Earlier in her life Molk had followed the philosophy of Derek Humphry, author of the controversial Final Exit, a guide for suicide and assisted suicide for the terminally ill. She felt she had a right to make that kind of decision for herself, and in the end, she did, Turner said. She left a note clarifying her intention to die, taking care not to implicate anyone else. In February 2010 she used a helium tank and hood to cause her own suffocation.

Turner understood her decision and feels it was the right one, for her.

“She went out the way she wanted to,” he said. “She wanted to have control, and she took it.”

Even though death will come to all of us, people tend to avoid the subject as long as possible. But Turner, who managed the affairs of both of his parents after their deaths, urges people to consider planning ahead with everything from finances and wills to end-of-life directives and memorial wishes. Donating one’s body to science, such as the anatomical gift Jane Baker recently decided to make to the Wright State University Boonshoft School of Medicine, is also better planned ahead. Rational thinking about a difficult subject is much easier done in the abstract, rather than during a period of stress and grieving, Turner said.
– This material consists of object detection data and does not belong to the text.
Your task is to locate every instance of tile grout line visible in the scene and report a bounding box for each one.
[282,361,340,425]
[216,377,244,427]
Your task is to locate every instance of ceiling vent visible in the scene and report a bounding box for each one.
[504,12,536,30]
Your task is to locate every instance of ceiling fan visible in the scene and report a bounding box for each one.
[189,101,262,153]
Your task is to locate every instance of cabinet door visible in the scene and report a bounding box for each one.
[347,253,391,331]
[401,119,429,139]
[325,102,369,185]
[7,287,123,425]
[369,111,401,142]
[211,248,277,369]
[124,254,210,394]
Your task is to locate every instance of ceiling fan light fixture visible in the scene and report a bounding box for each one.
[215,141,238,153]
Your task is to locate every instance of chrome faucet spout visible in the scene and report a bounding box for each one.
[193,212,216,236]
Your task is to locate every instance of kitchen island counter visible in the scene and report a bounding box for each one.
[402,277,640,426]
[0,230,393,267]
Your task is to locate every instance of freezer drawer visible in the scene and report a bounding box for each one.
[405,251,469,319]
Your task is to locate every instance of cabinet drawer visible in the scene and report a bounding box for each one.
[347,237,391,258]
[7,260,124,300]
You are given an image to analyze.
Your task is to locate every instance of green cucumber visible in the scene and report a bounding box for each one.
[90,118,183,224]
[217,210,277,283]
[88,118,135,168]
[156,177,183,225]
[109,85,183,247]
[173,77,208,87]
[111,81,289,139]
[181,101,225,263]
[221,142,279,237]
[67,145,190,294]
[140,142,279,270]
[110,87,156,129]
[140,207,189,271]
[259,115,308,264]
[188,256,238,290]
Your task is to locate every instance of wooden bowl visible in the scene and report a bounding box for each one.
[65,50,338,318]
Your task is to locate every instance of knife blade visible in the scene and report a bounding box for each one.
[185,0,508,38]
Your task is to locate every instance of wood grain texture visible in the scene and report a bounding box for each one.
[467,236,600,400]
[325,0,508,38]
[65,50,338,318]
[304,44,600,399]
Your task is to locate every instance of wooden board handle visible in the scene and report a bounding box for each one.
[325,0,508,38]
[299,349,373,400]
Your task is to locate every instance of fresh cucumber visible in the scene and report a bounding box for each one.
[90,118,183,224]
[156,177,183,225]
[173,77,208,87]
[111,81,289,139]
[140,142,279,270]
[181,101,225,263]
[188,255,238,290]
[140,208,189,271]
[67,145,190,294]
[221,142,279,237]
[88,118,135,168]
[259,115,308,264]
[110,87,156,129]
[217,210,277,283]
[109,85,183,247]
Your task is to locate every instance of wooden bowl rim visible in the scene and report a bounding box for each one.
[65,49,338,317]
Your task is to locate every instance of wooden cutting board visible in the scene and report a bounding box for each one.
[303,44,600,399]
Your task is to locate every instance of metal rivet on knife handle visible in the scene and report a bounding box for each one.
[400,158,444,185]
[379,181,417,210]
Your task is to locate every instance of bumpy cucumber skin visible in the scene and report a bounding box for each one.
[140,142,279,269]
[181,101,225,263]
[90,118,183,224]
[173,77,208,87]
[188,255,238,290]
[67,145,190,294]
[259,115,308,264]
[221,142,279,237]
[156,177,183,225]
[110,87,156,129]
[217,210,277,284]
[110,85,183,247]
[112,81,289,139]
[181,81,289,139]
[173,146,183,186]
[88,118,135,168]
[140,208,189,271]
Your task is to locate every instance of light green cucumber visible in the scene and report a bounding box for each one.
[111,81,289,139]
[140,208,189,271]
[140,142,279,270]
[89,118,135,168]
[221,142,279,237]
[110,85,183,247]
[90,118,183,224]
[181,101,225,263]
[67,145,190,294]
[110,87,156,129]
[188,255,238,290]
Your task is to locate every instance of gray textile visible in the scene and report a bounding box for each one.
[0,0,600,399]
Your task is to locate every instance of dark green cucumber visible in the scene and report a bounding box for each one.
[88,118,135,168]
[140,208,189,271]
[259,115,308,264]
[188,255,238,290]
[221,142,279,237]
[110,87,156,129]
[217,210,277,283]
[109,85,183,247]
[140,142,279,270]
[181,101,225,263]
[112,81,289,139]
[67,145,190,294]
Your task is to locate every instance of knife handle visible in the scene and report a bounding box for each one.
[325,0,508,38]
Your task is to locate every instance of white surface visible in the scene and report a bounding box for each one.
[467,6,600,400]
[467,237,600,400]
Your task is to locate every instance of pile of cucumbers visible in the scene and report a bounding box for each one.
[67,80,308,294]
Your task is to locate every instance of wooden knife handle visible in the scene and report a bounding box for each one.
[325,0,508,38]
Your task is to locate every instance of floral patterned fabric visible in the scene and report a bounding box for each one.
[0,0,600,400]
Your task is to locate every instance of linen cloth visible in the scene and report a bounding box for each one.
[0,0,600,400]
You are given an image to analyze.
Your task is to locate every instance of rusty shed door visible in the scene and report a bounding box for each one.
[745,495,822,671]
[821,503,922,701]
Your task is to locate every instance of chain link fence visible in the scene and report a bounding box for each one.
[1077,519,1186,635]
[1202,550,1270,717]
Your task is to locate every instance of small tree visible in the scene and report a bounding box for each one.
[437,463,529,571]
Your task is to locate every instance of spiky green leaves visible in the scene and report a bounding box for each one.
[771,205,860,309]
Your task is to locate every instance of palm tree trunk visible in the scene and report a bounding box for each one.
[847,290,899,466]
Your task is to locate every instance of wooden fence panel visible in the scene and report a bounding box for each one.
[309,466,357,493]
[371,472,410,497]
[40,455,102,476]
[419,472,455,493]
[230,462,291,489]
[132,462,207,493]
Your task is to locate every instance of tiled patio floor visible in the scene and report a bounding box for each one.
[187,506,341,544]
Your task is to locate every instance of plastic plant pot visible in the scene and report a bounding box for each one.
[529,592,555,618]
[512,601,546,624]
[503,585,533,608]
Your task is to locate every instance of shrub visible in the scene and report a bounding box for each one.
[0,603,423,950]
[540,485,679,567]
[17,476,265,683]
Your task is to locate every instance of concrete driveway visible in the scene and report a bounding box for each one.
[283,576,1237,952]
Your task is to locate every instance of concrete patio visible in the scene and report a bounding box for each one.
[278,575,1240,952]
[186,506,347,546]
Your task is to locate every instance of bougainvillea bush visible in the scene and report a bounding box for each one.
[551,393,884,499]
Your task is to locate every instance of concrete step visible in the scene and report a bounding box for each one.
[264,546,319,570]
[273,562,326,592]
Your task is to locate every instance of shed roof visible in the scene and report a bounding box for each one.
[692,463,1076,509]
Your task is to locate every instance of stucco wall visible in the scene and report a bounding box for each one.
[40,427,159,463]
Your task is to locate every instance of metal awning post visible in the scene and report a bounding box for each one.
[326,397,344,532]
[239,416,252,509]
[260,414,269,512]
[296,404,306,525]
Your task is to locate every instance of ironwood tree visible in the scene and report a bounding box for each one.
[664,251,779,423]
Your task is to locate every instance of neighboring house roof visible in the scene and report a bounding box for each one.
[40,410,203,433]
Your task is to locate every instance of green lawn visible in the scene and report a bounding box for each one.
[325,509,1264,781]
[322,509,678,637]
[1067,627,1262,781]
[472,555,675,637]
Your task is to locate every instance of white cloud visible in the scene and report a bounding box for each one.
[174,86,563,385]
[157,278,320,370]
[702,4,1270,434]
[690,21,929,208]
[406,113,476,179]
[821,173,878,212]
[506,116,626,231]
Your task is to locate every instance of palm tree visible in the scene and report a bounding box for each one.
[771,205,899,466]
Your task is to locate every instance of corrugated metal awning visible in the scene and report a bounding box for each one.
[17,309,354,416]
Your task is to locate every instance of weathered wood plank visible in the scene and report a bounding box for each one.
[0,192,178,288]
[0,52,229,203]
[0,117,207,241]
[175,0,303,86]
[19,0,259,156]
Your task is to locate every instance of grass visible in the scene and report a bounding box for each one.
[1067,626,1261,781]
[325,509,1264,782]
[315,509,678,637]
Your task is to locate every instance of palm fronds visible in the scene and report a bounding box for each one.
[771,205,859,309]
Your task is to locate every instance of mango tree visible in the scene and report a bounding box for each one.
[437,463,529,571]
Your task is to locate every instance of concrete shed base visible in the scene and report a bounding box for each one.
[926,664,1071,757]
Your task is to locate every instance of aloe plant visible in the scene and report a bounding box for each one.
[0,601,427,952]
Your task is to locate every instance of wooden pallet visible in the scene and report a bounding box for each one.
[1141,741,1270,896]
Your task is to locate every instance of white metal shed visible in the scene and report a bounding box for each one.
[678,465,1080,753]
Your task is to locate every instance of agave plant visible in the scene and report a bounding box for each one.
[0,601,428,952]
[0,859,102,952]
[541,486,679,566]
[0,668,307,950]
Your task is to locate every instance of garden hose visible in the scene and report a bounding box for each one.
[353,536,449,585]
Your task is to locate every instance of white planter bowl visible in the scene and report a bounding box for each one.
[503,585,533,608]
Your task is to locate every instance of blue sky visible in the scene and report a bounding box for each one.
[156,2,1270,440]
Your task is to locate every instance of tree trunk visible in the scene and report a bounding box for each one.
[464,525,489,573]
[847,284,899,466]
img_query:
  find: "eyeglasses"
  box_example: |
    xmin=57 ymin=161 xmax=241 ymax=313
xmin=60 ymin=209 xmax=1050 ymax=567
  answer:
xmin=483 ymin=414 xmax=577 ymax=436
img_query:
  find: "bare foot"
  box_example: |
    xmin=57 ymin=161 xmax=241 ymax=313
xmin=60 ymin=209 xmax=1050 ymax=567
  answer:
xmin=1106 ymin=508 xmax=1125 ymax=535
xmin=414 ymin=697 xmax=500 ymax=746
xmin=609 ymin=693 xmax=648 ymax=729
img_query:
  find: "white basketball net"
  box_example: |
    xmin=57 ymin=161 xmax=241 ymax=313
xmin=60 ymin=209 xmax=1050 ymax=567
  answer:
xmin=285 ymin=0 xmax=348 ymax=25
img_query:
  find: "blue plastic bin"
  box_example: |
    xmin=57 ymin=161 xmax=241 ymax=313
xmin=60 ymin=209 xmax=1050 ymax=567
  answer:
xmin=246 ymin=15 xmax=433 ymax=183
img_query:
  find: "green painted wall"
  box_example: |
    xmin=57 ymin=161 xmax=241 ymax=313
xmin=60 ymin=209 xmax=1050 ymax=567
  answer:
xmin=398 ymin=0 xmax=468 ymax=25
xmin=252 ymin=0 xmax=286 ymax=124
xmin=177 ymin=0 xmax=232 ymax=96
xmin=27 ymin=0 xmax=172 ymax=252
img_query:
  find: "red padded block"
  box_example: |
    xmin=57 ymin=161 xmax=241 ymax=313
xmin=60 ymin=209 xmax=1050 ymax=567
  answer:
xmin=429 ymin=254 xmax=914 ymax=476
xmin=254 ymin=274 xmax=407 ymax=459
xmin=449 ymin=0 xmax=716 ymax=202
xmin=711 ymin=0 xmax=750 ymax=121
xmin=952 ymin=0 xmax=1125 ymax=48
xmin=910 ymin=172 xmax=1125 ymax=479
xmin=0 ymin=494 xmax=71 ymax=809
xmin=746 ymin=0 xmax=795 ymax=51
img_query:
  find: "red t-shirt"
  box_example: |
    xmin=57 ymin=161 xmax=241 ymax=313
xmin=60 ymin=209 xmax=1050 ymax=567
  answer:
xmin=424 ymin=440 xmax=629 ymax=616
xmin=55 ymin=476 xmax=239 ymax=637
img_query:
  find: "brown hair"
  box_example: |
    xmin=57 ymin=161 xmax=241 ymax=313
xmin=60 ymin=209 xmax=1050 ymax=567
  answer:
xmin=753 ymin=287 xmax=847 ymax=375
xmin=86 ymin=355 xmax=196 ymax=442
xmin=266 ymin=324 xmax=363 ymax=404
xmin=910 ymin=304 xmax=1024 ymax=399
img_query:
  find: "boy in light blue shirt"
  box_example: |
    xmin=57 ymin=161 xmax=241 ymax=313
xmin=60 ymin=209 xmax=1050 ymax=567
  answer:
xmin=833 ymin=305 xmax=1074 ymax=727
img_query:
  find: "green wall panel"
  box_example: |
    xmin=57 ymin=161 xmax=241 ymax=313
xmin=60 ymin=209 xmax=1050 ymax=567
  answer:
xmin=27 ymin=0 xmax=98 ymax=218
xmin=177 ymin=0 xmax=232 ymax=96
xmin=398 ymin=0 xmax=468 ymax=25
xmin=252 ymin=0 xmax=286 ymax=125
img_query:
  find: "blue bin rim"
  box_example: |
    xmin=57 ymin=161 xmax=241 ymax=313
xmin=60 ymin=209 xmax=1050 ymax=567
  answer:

“You should do end-of-life planning before the end of your life,” he said. “If you have this stuff taken care of, it makes it so much easier for everyone.”

Paul Wagner and his family used the services of Hospice for pain management when he decided he was too uncomfortable to continue. Wagner had suffered burns and complications after a series of radiation treatments for skin cancer. He spent nine months trying different therapies to recover, and was so relieved when he learned of the organization Compassion and Choices, an end-of-life counseling and planning resource, Treadway said. He decided almost immediately that he wanted to stop eating and did so to little distraction.

Not everyone in the local Friends society agreed with Wagner’s approach, Treadway said. One person said, “That sounds like suicide,” which it was, said Treadway, “a very natural kind.” Others debated how “terminal” his condition actually was. But in the end, a committee of Quakers supported Wagner in the decision he had made for himself.

A few days before he died he asked to have a little taste of ice cream with chocolate sauce. Then he slipped into a coma and quite peacefully, passed away, Treadway said.